4 Fig. 4.1 shows two spheres, A and B, on a smooth horizontal surface. Their masses are 3 kg and 1 kg respectively.

\begin{figure}[h]
\begin{center}
\captionsetup{labelformat=empty}
\caption{Fig. 4.1}
  \includegraphics[alt={},max width=\textwidth]{0a790ad0-7eda-40f1-9894-f156766ae46f-4_158_1153_436_246}
\end{center}
\end{figure}

Initially, sphere A travels at a speed of $1 \mathrm {~m} \mathrm {~s} ^ { - 1 }$ in a straight line towards B , which is at rest. The spheres collide and the coefficient of restitution between A and B is $e$.
\begin{enumerate}[label=(\alph*)]
\item Show that, after the collision, A has a speed of $\frac { 1 } { 4 } ( 3 - e ) \mathrm { m } \mathrm { s } ^ { - 1 }$, and find an expression for the speed of B in terms of $e$.

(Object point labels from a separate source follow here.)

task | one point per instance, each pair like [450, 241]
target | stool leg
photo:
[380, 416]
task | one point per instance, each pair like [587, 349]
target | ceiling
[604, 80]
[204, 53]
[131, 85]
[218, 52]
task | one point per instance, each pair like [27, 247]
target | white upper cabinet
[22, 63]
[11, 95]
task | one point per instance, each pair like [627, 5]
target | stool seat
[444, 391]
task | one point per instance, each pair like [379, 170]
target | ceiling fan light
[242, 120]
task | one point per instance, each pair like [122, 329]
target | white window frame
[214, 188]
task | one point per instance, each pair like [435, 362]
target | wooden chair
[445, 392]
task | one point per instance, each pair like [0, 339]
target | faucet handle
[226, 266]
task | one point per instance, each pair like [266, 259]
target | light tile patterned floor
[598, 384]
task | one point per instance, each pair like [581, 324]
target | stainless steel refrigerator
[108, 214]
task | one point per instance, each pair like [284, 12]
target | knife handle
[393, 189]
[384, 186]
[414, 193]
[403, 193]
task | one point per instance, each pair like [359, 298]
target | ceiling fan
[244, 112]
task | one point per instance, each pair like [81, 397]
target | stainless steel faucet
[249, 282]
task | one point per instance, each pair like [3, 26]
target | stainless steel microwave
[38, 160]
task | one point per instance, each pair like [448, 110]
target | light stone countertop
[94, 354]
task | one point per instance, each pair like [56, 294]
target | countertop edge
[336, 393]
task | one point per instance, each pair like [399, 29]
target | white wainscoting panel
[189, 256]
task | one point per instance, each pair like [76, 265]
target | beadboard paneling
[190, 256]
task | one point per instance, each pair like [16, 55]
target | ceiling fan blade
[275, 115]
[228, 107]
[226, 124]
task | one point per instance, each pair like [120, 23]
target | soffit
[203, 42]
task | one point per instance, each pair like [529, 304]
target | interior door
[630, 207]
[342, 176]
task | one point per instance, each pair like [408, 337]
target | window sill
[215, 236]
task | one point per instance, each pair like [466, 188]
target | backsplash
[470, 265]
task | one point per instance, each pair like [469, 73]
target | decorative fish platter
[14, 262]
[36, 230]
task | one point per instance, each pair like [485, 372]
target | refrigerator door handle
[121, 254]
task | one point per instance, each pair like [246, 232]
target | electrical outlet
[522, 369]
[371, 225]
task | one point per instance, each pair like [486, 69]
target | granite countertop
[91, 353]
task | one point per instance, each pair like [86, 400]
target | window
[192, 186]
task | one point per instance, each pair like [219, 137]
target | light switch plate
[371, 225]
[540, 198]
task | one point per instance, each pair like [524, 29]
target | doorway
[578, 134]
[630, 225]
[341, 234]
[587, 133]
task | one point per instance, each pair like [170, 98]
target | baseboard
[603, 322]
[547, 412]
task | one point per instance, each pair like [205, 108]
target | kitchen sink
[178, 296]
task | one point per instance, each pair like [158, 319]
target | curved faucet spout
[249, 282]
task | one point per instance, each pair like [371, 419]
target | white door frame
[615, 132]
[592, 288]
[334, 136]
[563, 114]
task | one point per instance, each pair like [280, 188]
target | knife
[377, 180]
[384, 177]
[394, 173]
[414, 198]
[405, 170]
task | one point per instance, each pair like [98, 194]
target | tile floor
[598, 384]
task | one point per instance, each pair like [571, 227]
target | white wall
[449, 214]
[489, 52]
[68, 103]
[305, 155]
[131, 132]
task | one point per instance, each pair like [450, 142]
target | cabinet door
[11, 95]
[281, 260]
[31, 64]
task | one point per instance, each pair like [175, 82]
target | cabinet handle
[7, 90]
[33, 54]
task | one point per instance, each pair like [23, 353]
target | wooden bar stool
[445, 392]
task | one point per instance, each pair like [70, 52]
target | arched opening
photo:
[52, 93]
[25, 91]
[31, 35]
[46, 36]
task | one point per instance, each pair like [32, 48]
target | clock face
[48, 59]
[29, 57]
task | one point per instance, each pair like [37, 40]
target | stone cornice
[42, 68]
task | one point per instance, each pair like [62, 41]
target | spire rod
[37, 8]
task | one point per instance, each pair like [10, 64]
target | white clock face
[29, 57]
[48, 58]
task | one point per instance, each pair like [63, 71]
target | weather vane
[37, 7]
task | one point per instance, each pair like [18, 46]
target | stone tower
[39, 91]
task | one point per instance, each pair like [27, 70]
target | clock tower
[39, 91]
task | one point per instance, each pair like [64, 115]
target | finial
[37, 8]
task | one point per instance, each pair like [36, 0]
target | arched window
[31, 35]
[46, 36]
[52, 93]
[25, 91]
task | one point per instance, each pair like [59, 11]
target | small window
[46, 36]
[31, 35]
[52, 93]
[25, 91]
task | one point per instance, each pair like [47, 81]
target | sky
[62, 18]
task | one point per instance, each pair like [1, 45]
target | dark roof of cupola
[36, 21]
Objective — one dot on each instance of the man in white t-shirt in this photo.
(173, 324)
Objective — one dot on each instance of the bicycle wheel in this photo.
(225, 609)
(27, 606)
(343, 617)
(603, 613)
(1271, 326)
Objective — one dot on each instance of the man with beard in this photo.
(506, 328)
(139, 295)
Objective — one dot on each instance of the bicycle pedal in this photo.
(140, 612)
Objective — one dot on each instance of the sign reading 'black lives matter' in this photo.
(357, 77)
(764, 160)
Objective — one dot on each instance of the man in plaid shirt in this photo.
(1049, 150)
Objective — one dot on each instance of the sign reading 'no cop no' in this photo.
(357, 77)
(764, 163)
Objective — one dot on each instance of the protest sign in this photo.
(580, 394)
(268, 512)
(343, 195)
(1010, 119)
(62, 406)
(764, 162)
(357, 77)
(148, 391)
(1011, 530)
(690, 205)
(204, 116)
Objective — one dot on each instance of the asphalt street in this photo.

During the collision, the kinetic energy of the system decreases by $21 \%$.
\item Determine the value of $e$.
\item State why in part (a) it was necessary to assume that A and B have equal radii.

Fig. 4.2 shows two spheres, C and D , of equal radii on a smooth horizontal surface. Their masses are 1 kg and 2 kg respectively.

\begin{figure}[h]
\begin{center}
\captionsetup{labelformat=empty}
\caption{Fig. 4.2}
  \includegraphics[alt={},max width=\textwidth]{0a790ad0-7eda-40f1-9894-f156766ae46f-4_158_1155_1544_244}
\end{center}
\end{figure}

Spheres C and D travel towards each other along the same straight line, C with a speed of $u \mathrm {~m} \mathrm {~s} ^ { - 1 }$ and D with a speed of $1 \mathrm {~m} \mathrm {~s} ^ { - 1 }$. The spheres collide and during the collision C exerts an impulse on D of magnitude $\frac { 2 } { 3 } ( u + 1 ) \mathrm { Ns }$.
\item Show that C and D have the same velocity after the collision.
\item Determine the fraction of kinetic energy lost due to the collision between C and D as $u \rightarrow \infty$.
\end{enumerate}

\hfill \mbox{\textit{OCR MEI Further Mechanics Minor 2024 Q4 [15]}}